Senior Director Regulatory Affairs CMC
My client, a leader in the biotechnology industry, focused on a new generation of compounds to help treat a variety of metabolic, oncological, and psychiatric diseases. They are experiencing a lot of growth, having added about 100 employees over the last year to their team of about 400. My client is located in Menlo Park, CA and is seeking a hybrid (3 days per week) Regulatory CMC Senior Director!
The Regulatory Affairs CMC Senior Director will be responsible for:
- Leading and overseeing preparation and submission of regulatory CMC dossiers and all other regulatory CMC activities in line with ICH and all other requirements.
- Overseeing the development and implementation of CMC regulatory strategies and managing ongoing submissions.

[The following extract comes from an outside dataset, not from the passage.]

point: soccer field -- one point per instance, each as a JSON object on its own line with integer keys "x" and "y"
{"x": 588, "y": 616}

- Serving as the regulatory affairs representative and leading interactions with regulatory agencies for assigned programs.

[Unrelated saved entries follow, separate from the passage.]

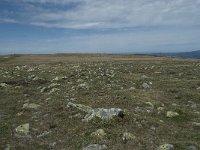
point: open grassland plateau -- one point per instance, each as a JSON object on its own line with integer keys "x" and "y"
{"x": 96, "y": 102}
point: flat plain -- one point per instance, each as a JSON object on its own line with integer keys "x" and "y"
{"x": 160, "y": 98}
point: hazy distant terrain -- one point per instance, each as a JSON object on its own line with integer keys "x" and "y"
{"x": 45, "y": 100}
{"x": 192, "y": 54}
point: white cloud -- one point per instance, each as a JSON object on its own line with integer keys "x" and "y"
{"x": 99, "y": 14}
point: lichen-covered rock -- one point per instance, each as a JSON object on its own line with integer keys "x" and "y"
{"x": 150, "y": 105}
{"x": 145, "y": 86}
{"x": 100, "y": 133}
{"x": 3, "y": 85}
{"x": 95, "y": 147}
{"x": 166, "y": 147}
{"x": 127, "y": 136}
{"x": 102, "y": 113}
{"x": 30, "y": 106}
{"x": 23, "y": 129}
{"x": 80, "y": 107}
{"x": 171, "y": 114}
{"x": 191, "y": 147}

- Providing CMC guidance to internal teams and leading cross-functional teams to prepare briefing packages and relevant sections for INDs, CTAs, NDAs/MAAs.

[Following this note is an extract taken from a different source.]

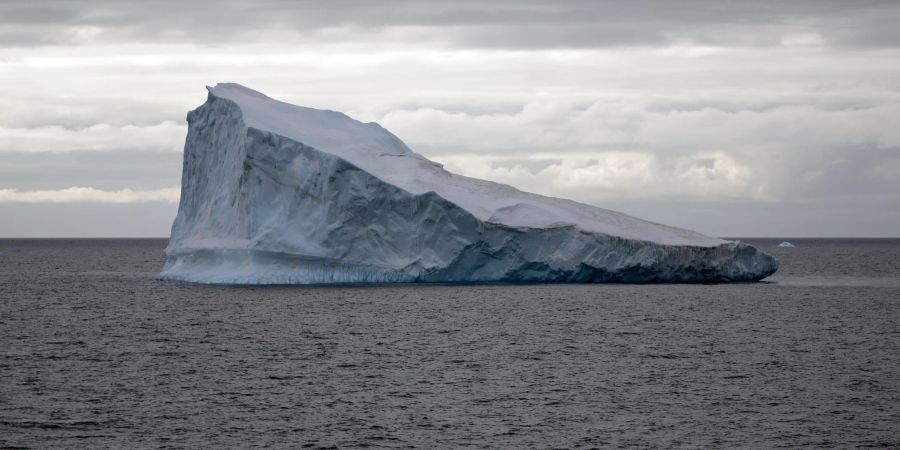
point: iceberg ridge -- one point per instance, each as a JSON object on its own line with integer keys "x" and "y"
{"x": 274, "y": 193}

The Regulatory Affairs CMC Senior Director should have the following qualifications:
- Bachelor's degree with 15+ years of experience in drug development in the biopharmaceutical industry.
- 8+ years of experience in Regulatory Affairs (small molecule experience is desirable).
- Direct experience with submissions and product approvals, and regulatory filings such as IND/CTA or IND/MAA.